Question

HI has a normal boiling point of –35.4°C, and its ∆Hvap is 21.16 kJ/mol. Calculate the molar entropy of vaporization (∆Svap) in J/K.mol

a) ∆Svap = 74.22J/K⋅mol
b) ∆Svap = -74.22J/K⋅mol
c) ∆Svap = 214.38J/K⋅mol
d) ∆Svap = -214.38J/K⋅mol

Answer 1

The molar entropy of vaporization (∆Svap) is calculated by dividing the ∆Hvap value by the temperature in Kelvin.

Step-by-step explanation:

To calculate the molar entropy of vaporization (∆Svap), we need to convert the ∆Hvap value from kJ/mol to J/mol.
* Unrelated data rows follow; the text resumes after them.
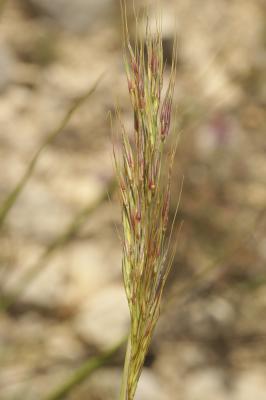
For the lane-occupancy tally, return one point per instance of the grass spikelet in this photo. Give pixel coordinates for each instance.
(144, 193)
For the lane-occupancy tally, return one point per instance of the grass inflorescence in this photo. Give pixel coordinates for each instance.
(144, 173)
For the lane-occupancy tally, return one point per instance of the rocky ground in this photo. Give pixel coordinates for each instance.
(210, 341)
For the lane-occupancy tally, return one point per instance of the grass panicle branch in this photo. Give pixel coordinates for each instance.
(144, 176)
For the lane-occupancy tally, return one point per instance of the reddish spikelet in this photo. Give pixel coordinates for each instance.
(144, 197)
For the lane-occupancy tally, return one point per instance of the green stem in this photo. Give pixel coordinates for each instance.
(83, 372)
(124, 384)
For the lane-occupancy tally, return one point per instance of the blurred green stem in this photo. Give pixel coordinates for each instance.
(13, 195)
(56, 244)
(83, 372)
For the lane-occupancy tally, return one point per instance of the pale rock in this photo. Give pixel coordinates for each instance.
(104, 319)
(76, 15)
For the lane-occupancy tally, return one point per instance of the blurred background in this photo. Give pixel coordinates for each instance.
(62, 300)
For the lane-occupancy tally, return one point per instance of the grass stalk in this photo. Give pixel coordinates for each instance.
(144, 172)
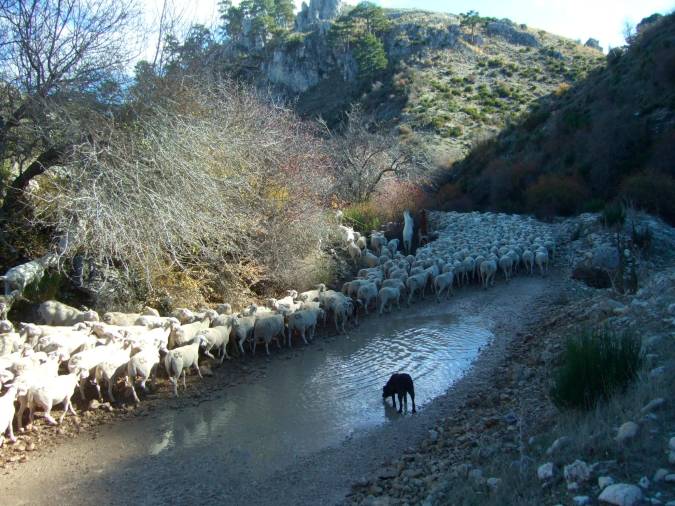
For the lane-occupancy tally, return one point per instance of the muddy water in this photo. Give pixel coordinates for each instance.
(251, 442)
(329, 392)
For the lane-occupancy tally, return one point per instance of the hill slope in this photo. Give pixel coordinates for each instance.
(612, 135)
(445, 84)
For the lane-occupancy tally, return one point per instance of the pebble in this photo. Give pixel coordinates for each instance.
(653, 405)
(558, 444)
(627, 432)
(577, 472)
(659, 475)
(621, 494)
(545, 471)
(493, 483)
Given that the ∆Hvap is 21.16 kJ/mol, we multiply this value by 1000 to convert it to J/mol, resulting in 21160 J/mol. Since ∆Svap is defined as ∆Hvap/T, where T is the temperature in Kelvin, we need to convert the normal boiling point of -35.4°C to Kelvin. Adding 273.15 to -35.4 gives us 237.75 Kelvin. Therefore, ∆Svap = 21160 J/mol divided by 237.75 K, which equals 88.91 J/K.mol.